Software licenses
A software license governs the extent of use or redistribution of software, with or without software documentation.
There are many software licenses in existence. Many of those allow the licensee to do very little, but some give you more freedom to use and re-use the licensed software.
The https://choosealicense.com/ website offers a very simple mechanism to help you pick the best license for your project.
To make some sense of this variety, we can categorize them as follows.
License categories
Free | Proprietary | ||
---|---|---|---|
Copyleft | Permissive | ||
Strong | Weak | ||
GPL1 CDDL2 | LGPL3 MPL4 | BSD MIT5 Apache | Research-only No copying No modification |
1GNU General Public License 2CDDL Common Development and Distribution License 3GNU Lesser General Public License 4MPL Mozilla Public License 5BSD MIT Berkeley Software Distribution Massachusetts Institute
Free software
The main distinction among software licenses is between Free software and proprietary software. Free software come with license terms that give you (as defined by GNU)
- freedom 0: The freedom to run the program as you wish, for any purpose.
- freedom 1: The freedom to study how the program works, and change it so it does your computing as you wish. Access to the source code is a precondition for this.
- freedom 2: The freedom to redistribute copies so you can help others in your community.
- freedom 3: The freedom to distribute copies of your modified versions to others. By doing this you can give the whole community a chance to benefit from your changes. Access to the source code is a precondition for this.
These four freedoms together effectively neutralize copyright: freedoms 1 and 3 let you create derivative works, and freedoms 2 and 3 let you make copies.

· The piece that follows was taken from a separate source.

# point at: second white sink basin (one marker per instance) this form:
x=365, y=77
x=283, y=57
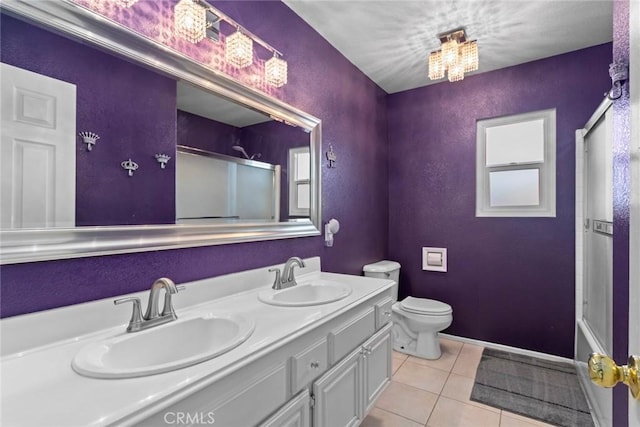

Note that it's perfectly fine to sell copies of Free software, or warranty, or development services; this is about freedom to do things with the software, not about its price.
There are two other, similar definitions in use, the Open Source Institute's Open Source Definition and the Debian Free Software Guidelines. The Free Software definition above, due to Richard Stallman, is the simplest and most concise, and in practice the categories they define are almost identical.
Software that is not Free is proprietary. Software that you're not allowed to copy or modify falls into this category, as does software with usage restrictions, for example "For research use only" or "For non-commercial use only".
There are some confusingly-named subcategories of proprietary software. Freeware is software that can be copied without paying anyone, but comes without source and cannot be modified. Shared source comes with source, but without permission to modify. Neither of these are Free in the above sense.
Derivative software
Within the category of Free software, there are several subcategories, which are distinguished by what is allowed when making derivative software. There are two basic ways of making a derivative work of a program or library: modifying it (forking), and combining it with other software (for example using a library in your program). Of course, you can modify and then combine as well.
Modifying a program leads to a new program that is derived from the original, much like a new edition of a textbook is derived from the original. Both the original and the modified version are works under copyright law, and both of them may be licensed.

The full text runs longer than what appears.